Imposte

Retribuzioni convenzionali escluse per il lavoro in smart working

La risposta a interpello 345: niente regime forfettario per il lavoratore in Francia rientrato causa Covid. Inderogabile il requisito della territorialità esteradella prestazione lavorativa

di Marco Strafile

Con la risposta a interpello 345/2021 l’agenzia delle Entrate affronta un’altra casistica di estrema attualità, riguardante l’applicabilità del regime delle retribuzioni convenzionali di cui all’articolo 51, comma 8-bis, del Tuir, a un lavoratore – fiscalmente residente in Italia - distaccato in Francia nel maggio 2019 e rientrato in Italia nel febbraio 2020 a seguito della pandemia, da dove ha continuato a lavorare in modalità di smart working, sempre a beneficio della società francese.

Si ricorda che il citato comma 8-bis prevede che il reddito di lavoro dipendente, prestato all’estero in via continuativa e come oggetto esclusivo del rapporto da dipendenti che nell’arco di 12 mesi soggiornano nello Stato estero per un periodo superiore a 183 giorni, è determinato sulla base delle retribuzioni convenzionali definite annualmente con decreto interministeriale.

Il dubbio (riguardante moltissime aziende che gestiscono personale in mobilità internazionale), attiene alla possibilità di applicare le retribuzioni convenzionali nel caso in cui il dipendente espatriato sia rientrato in Italia per motivi legati all’emergenza sanitaria, da dove ha proseguito a prestare la propria attività in favore della società estera di assegnazione; in sostanza ci si chiede se il requisito della territorialità estera delle prestazione - in un contesto lavorativo venutosi a modificare a causa del Covid-19 - sia un requisito imprescindibile ai fini dell’applicazione del richiamato regime forfettario.

La società istante riterrebbe percorribile la suddetta possibilità, richiamando:

• le raccomandazioni Ocse agli Stati in materia di interpretazione delle Convenzioni contro le doppie imposizioni (documento del 3 aprile 2020) con cui l’Organismo internazionale, alla luce delle distorsioni che il Covid-19 avrebbe potuto comportare, ha invitato i Paesi aderenti a «non considerare le situazioni temporanee determinatesi, facendo esclusivo riferimento ai comportamenti che si sarebbero tenuti in uno scenario di normalità, senza dare rilevanza alle deviazioni dettate dall’emergenza e dai vincoli alla mobilità imposti dai Governi»;

• l’accordo interpretativo (del 23 luglio 2020) siglato tra Italia e Francia che recependo le suddette raccomandazioni Ocse ha fornito una lettura “flessibile” delle norme della convenzione contro le doppie imposizioni stipulata i due Stati in materia di reddito di lavoro dipendente, volta ad «agevolare la posizione dei molti lavoratori che si spostano tra Italia e Francia e che si son trovati e si troveranno impossibilitati o sconsigliati dal farlo per via dell’emergenza sanitaria».
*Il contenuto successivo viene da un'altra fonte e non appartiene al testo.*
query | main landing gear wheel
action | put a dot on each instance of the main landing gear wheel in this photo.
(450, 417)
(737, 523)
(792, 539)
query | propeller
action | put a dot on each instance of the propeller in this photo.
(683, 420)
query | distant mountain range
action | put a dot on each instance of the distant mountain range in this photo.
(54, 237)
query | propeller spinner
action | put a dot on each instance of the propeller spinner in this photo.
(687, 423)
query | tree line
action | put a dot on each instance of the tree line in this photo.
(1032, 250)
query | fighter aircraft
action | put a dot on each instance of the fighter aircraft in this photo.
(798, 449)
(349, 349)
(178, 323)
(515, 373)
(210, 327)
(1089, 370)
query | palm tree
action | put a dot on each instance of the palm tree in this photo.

L’Agenzia, tuttavia, non condivide la tesi prospettata dall’istante in quanto «le predette raccomandazioni dell’Ocse nonché le disposizioni contenute nel suddetto Accordo amichevole tra l’Italia e la Francia, riguardando unicamente i canoni ermeneutici del diritto internazionale pattizio (nel caso di specie della vigente Convenzione tra l’Italia e la Francia per evitare le doppie imposizioni), non hanno alcuna rilevanza ai fini della normativa interna e, quindi, nel caso di specie, non possono essere utilizzate per interpretare le disposizioni contenute nell’articolo 51, comma 8-bis, del Tuir».

Da tale premessa discende che il requisito della territorialità estera della prestazione lavorativa contenuta nel citato comma 8-bis non ammette deroghe e che, pertanto, il regime delle retribuzioni convenzionali non è applicabile in caso di lavoro svolto dall’Italia in modalità remota.